Grosses réunions, toujours online, et tous ensemble cette fois. Je défends le projet, ma vision, les coûts, le temps... Ma mission ? Accompagner François dans l'optimisation du site et l'animation de la communauté, communiquer et "évangeliser" (sorte de pasteur mormon adapté aux social médias), mettre en place les versions étrangères (demandées par les utilisateurs dont de nombreuses familles sont multi-culturelles) et enfin driver le developpement...
C'est bon !
Depuis hier, Lundi 2 Mars, je suis a bord. Mais depuis trois semaines, avec François, on s'éclate ! Hellotipi est un service qui démarre bien (déjà 15.000 utilisateurs), avec une idée simple : proposer un espace privé à la famille pour partager, archiver et communiquer dans un espace protégé (photos et vidéos illimitées, blog, messages, etc) et sans pub ! On entend la "famille" au sens large, puisque certains utilisateurs eux-mêmes ont détourné la nature du site en se créant des sites d'amis. Vous savez ? Les amis, les vrais, ceux qu'on connait depuis 20 ans et avec qui on partagerait bien des photos ou des histoires sans que la terre entière le sache...
Bref, on va la jouer à fond et, pour cela, j'ai carte blanche. D'ailleurs j'ai tout de suite dit à Pierre-Olivier et François que j'avais prévu de refaire un vidéo podcast régulier, en Français, même depuis les US. Ils ont répondu d'une seule voix qu'il ne fallait surtout pas me priver ! J'aime l'esprit de ces gars-là. On va donc joindre l'utile à l'agréable.

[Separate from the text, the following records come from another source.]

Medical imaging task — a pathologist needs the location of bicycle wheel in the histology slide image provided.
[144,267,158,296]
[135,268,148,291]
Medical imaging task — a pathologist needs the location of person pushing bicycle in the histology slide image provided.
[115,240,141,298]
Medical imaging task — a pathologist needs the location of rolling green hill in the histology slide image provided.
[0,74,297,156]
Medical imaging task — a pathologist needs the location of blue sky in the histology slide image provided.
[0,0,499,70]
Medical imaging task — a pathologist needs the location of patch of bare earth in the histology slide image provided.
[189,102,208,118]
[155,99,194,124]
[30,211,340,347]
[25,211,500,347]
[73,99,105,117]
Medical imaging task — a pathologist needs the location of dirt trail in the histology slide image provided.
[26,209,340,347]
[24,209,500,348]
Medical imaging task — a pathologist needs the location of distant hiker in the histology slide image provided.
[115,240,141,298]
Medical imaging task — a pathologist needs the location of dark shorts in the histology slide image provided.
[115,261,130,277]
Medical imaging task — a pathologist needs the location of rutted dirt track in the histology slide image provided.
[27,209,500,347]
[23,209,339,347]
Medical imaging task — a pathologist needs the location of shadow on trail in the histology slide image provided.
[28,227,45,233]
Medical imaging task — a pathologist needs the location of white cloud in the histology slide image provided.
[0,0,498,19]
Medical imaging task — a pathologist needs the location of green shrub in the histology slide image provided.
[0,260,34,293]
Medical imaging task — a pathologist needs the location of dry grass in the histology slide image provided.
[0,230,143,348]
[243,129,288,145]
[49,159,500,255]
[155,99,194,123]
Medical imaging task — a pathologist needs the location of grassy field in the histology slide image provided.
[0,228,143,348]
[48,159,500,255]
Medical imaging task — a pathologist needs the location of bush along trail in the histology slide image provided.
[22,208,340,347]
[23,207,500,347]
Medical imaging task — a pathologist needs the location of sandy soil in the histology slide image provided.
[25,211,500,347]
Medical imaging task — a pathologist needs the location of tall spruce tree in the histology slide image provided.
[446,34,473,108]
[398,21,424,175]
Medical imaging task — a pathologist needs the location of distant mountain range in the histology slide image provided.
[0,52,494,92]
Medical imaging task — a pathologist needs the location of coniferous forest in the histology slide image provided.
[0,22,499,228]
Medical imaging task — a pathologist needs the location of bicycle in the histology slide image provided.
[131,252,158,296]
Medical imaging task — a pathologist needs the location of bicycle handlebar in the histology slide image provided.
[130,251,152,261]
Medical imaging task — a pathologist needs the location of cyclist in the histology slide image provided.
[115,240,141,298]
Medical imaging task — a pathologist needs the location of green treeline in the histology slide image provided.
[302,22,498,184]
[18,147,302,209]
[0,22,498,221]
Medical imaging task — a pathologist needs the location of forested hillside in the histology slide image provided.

Je crois qu'il y a la place aujourd'hui pour mener une aventure entrepreneuriale performante et utile tout en restant soi-même, en faisant ce que l'on aime, en profitant de sa famille et en montrant un visage différent de l'entreprise. Nous voulons bien faire notre boulot et prendre du plaisir.
A suivre...
PS : du coup je rentre en France, tres bientôt ! ;-)
PS 2: en photo ci-contre le petit message que j'ai sorti de mon fortune cookie le lendemain de mon voyage en Floride. L'hallu.
PS 3: Je ne pensais pas écrire un PS 2 de ce genre un jour.